We had a long weekend so Monday was a change than usual, and I got to sleep in!

Tuesday and Wednesday- I was out of office due to health reasons

Thursday- Worked on collecting data from Iowa Grocers excel file for prices on eggs, bacon and heirloom tomatoes. Finished cities in Iowa starting from the letter C and finished that. Proceeded to work on cities from letter I. Completed cities from O to R and W as well.

Finished Datacamp Web Scraping Course.

Friday- Started working on developing a webscraping script in Python using BeautifulSoup, requests and pandas.

import pandas as pd
import requests
from bs4 import BeautifulSoup

# Read the input Excel file
input_file = "grocery_websites.xlsx"
df = pd.read_excel(input_file)

# Create a new DataFrame to store the results
result_df = pd.DataFrame(columns=["Website", "Product", "Price"])

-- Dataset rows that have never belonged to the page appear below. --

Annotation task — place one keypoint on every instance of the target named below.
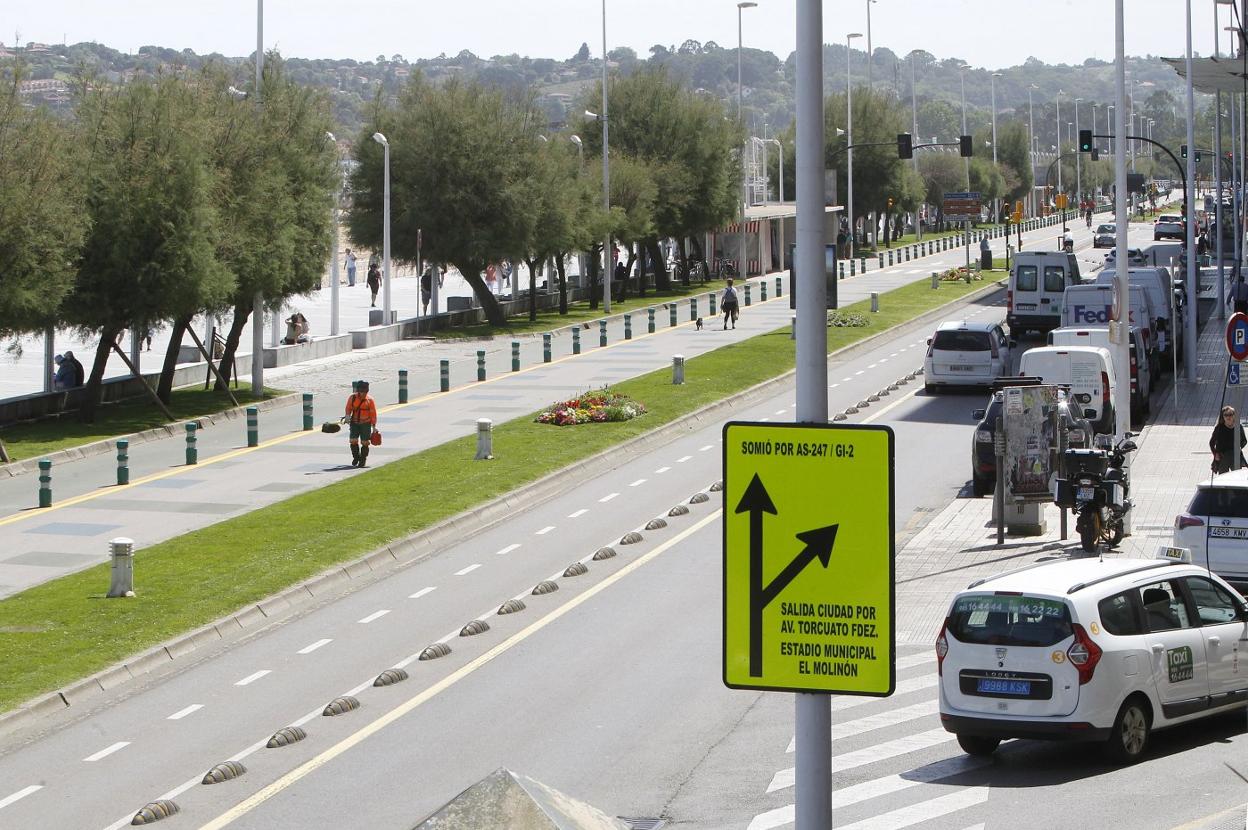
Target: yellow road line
(442, 685)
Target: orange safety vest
(361, 410)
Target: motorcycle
(1096, 489)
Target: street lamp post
(741, 270)
(386, 312)
(849, 135)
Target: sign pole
(813, 712)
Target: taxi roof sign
(809, 558)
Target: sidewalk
(167, 498)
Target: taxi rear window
(1020, 620)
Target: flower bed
(598, 406)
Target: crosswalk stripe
(915, 813)
(784, 779)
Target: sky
(984, 33)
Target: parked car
(1090, 650)
(1214, 527)
(965, 353)
(984, 463)
(1168, 227)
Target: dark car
(1105, 236)
(984, 462)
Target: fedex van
(1087, 371)
(1037, 282)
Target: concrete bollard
(121, 551)
(45, 482)
(122, 461)
(484, 439)
(252, 426)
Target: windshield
(1012, 619)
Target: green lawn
(126, 417)
(65, 629)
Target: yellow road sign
(809, 558)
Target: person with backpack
(362, 419)
(728, 305)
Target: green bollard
(45, 482)
(252, 426)
(122, 461)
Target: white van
(1086, 370)
(1157, 282)
(1037, 281)
(1091, 303)
(1137, 368)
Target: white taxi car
(1091, 650)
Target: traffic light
(904, 147)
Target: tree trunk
(241, 312)
(165, 386)
(91, 393)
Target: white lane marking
(924, 810)
(184, 713)
(252, 678)
(107, 750)
(784, 779)
(313, 647)
(34, 788)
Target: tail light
(941, 648)
(1083, 654)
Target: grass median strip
(65, 629)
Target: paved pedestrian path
(166, 497)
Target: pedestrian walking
(728, 305)
(362, 419)
(375, 282)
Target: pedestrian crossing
(884, 774)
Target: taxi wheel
(977, 745)
(1130, 735)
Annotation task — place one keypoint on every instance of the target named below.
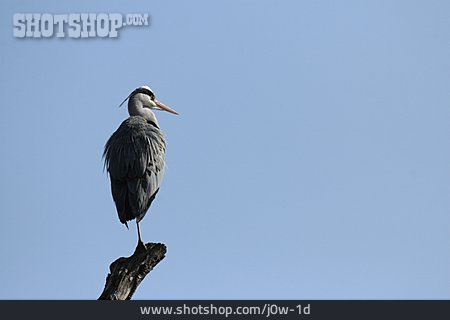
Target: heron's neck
(136, 108)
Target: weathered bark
(127, 273)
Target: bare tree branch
(127, 273)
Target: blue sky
(310, 159)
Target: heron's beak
(164, 107)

# Scrape prices for each website
for index, row in df.iterrows():
    website = row["Website"]
    product = row["Product"]
    url = row["URL"]

try:
        # Send a GET request to the website
        response = requests.get(url)
        soup = BeautifulSoup(response.content, "html.parser")
        
        # Find the price element on the page
        price_element = soup.find("span", class_="price-amount")
        
        if price_element:
            price = price_element.text.strip()
            result_df = result_df.append({"Website": website, "Product": product, "Price": price}, ignore_index=True)
        else:
            result_df = result_df.append({"Website": website, "Product": product, "Price": "Not found"}, ignore_index=True)
    
except requests.exceptions.RequestException as e:
        print(f"Error scraping {website}: {e}")
        result_df = result_df.append({"Website": website, "Product": product, "Price": "Error"}, ignore_index=True)

# Write the results to a new Excel file
output_file = "grocery_prices.xlsx"
result_df.to_excel(output_file, index=False)

This is still in its working phase so hasn’t been finished yet, but working on it so that web scraping gets as autonomous as possible.